Re: [doc] User Manual Suggestion

[Date Prev][Date Next][Thread Prev][Thread Next][Date Index][Thread Index]

 



On 2009.04.26 16:17:43 -0400, David Abrahams wrote:
>
> On Apr 26, 2009, at 1:56 PM, Björn Steinbrink wrote:
>
>> On 2009.04.26 09:55:34 -0400, David Abrahams wrote:
>>>
>>> On Apr 26, 2009, at 7:28 AM, Björn Steinbrink wrote:
>>>
>>>> On 2009.04.25 15:36:24 -0400, David Abrahams wrote:
>>>>> Where it's relevant when the user notices that two distinct files
>>>>> have the same id (because they happen to have the same contents)
>>>>> and wonders what's up.
>>>>
>>>> Why would the user have to care about the object files in the repo?
>>>
>>> What a strange question. I have no idea how to answer. It seems
>>> self- evident to me that users of a VCS care that their files are
>>> stored in it.
>>
>> _Their_ files. The files that come from/end up in the working tree. I
>> cared about those when I used SVN, too. But I never went to the SVN
>> repo to find out if there are two equal files in it. We're talking
>> about object names, and those belong to objects, not files in the
>> working tree.
>
> I'm telling you, many new users who aren't already versed in Git will
> naturally associate the SHA1 codes exposed by the interface with the
> files they've checked in without understand that they actually
> identify object files (another poorly chosen Git name, if I've manage
> to deduce what it means)

Hm, not sure if that name is really important. The way objects are
stored is an implementation detail. Usually, we're just talking about
"objects" not the files the loose objects are stored in (loose object =
an object stored in its own file, not in a pack file). But as you
complained about it, how would you call a file in which an object is
stored?

> rather than directly corresponding to states
> of their files. And anyway, if you want to get into implementation
> details, SHA1s don't always identify object files because blobs get
> delta-compressed.

True, they identify the object, it's not even necessesary to mention
delta compression, just having the object in a pack file causes the
object name to no longer identify the file in which the object can be
found. Heck, the object might be in a different repo when you use
alternates ;-). And I think I never explicitly said that they
identify a file storing an object, but implied that by "accepting" your
example and assuming that you meant two object files having the same id.
I should have said that your "two distinct files have the same id" makes
no sense and should have asked what you mean.

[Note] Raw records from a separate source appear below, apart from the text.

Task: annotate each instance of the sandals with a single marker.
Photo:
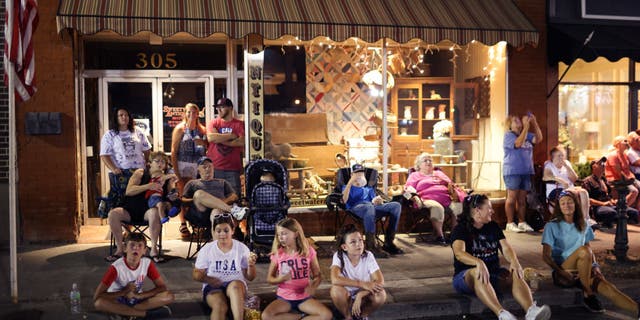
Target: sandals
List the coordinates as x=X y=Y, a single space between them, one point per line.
x=112 y=258
x=184 y=231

>>>> And why would your implementation save the same object twice, in
>>>> two distinct files?
>>>
>>> One could easily have the expectation that contents can be
>>> duplicated because there are numerous precedents in everyone's
>>> experience of computing, for example in filesystems and in any
>>> programming language that is not pure-functional.
>>
>> That's not answering my question. I asked why you come up with an
>> implementation that is "broken" enough to save the same object twice
>> with different file names.
>
> I don't know what you mean by "come up with an implementation."  I'm
> not inventing an implementation.

Sorry, "come up with" is clearly wrong. "Assume" or "expect" or so might
have been more correct. But I think we could agree that you misused the
"id" term by using it for files, and what ensued confused both of us? If
you didn't mean the stored objects by "files", then that part of the
discussion was just based on a misunderstanding and can be ignored.

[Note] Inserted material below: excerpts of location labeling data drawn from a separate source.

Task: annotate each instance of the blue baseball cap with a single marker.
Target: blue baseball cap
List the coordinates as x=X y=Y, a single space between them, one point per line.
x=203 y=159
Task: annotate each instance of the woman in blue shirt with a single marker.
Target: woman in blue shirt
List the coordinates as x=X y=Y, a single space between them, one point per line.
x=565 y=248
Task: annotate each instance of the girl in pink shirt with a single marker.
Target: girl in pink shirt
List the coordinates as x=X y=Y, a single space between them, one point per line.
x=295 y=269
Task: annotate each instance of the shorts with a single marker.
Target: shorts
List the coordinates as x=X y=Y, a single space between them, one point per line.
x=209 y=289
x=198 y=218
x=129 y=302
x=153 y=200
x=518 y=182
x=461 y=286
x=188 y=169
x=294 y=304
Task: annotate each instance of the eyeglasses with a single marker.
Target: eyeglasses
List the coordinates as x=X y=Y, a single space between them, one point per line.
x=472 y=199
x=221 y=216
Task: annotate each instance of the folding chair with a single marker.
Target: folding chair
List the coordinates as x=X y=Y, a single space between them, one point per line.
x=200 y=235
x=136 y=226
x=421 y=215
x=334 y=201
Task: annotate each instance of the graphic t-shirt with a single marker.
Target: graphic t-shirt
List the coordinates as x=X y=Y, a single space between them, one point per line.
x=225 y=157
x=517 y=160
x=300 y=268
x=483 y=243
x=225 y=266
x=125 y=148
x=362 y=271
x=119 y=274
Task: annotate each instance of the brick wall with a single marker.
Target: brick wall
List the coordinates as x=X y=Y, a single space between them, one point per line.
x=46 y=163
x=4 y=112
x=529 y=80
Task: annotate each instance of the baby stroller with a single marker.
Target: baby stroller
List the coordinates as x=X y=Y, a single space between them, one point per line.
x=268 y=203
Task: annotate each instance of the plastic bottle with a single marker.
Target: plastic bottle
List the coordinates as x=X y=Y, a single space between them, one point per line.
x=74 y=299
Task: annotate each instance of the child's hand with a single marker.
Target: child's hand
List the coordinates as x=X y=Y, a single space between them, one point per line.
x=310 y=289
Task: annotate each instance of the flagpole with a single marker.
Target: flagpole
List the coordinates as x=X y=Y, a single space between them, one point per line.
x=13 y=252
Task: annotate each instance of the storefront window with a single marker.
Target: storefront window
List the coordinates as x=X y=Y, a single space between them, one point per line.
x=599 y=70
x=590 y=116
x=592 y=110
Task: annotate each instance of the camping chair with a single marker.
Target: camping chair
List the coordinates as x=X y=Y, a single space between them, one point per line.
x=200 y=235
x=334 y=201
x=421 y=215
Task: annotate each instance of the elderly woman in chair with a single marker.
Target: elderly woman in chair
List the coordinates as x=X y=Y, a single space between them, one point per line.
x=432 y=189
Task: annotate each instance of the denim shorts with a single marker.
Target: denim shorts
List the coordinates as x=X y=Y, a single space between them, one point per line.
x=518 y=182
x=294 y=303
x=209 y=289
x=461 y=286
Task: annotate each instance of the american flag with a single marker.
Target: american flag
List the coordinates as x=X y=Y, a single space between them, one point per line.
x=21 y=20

> I'm saying, new users inevitably and inexorably develop a mental model
> of the system they're learning about, and they don't always develop
> the right mental model, and I'm saying that it's easy to see how they
> can fall into incorrect assumptions.  The word "hash" helps a bit with
> avoiding one of those assumptions.

I've not met a lot of people that were actually confused about the fact
that the same object might be "reused" for tree entries with different
names. But most (all?) of those that were confused knew that the objects
are identified by hashes, but expected the filenames to be part of the
object and didn't know about tree objects.

>> If the implementation does not do that, your "when the user notices
>> that two distinct files has the same id" is immediately invalid. The
>> user cannot come into that situation then.
>
> I think this is why Git remains more opaque than it should be.  You
> can't assume that people will naturally develop the smartest possible
> mental model of a VCS, even with faced with some hints in the form of
> a partial understanding of Git.

I don't think I understand what you mean here. If users don't understand
the data model, that's caused by missing/bad documentation or because
the user doesn't want to read the existing documentation. (I'll make no
assumptions here, it's been some time since I had a close look at the
docs). But I've been talking about how the given implementation stores
data in the repository. Could you explain?

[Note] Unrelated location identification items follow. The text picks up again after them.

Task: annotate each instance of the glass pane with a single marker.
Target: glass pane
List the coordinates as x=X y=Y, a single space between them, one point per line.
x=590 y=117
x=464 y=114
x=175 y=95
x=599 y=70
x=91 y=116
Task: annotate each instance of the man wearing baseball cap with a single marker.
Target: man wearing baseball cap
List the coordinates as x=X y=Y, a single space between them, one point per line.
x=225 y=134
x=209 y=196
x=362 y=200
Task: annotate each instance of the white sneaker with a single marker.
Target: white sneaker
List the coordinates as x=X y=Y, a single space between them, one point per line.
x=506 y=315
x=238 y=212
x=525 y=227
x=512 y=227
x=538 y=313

>> And anyway, when the user notices something, that's a discovery, not
>> an expectation.
>
> It's better to give people something to connect their discoveries to
> (e.g. "oh, I see, they call those things hashes, so it makes sense
> that these two identical things are stored once")

We're talking about seeing, for example,  the same object name more than
once, for different "files", in e.g. gitweb, right? Then the "Hu? Isn't
the filename part of the object?" thing might still apply. The user can
still very easily make a wrong guess.

As Michael said in another mail, the important point is probably rather
to teach people to make a distinction between files and directories in
the working tree and the contents stored in the git objects. And that's
not accomplished by saying that the id is a hash, when the user doesn't
know what the hash is based upon.

Somewhat related: I'm trying to remember if I ever had problems
explaining the concept of hardlinks to someone, but I don't remember any
such situation anymore. There are no hashes involved there, and I feel
like that was quite easy to grasp for most people I talked to. It's
pretty similar, separating content from names.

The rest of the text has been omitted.